This is an option right now for having permanent staging tables for future join. I mistakenly said ETL while it is ELT what means that most of operations are in the database so we try to keep all changes in db code instead of changing engine for execution. In PG11 we have parallel CTAS what is drammatical improvement for us, but there are still will be operations(query plans) which are not parallel.

Having postgresql completely ACID is amazing feature, so when we need to do ELT operation outside the transaction and guarantee that ELT job completed successfully by checking that all steps(multiple transactions with staging tables) are succeeded(with graceful rollback + cleanup in case of failure), makes things more complex.
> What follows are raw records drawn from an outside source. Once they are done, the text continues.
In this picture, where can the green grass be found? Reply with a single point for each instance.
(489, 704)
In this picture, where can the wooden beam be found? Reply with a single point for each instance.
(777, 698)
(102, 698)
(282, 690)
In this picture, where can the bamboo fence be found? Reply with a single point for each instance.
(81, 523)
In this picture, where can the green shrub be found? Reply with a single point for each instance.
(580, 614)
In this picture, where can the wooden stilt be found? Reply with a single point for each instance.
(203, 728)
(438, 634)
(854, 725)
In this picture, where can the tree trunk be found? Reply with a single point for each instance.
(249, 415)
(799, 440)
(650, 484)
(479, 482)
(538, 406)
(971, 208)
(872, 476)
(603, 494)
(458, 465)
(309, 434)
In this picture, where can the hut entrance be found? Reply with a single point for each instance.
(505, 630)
Indeed I still agree that it is possible to workaround by operating on application level.
-P

-P


On Mon, Jul 16, 2018 at 2:28 PM Tomas Vondra <tomas.vondra@2ndquadrant.com> wrote:


On 07/16/2018 12:03 PM, Paul Muntyanu wrote:
> Hi Tomas, thanks for looking into. I am more talking about queries which
> can not be optimized, e.g.
> * fullscan of the table and heavy calculations for another one.
> * query through FDW for both queries(e.g. one query fetches data from
> Kafka and another one is fetching from remote Postgres. There are no
> bounds for both queries for anything except local CPU, network and
> remote machine)
>
> IO bound is not a problem in case if you have multiple tablesapces.

But it was you who mentioned "query stuck" not me. I merely pointed out
that in such cases running queries concurrently won't help.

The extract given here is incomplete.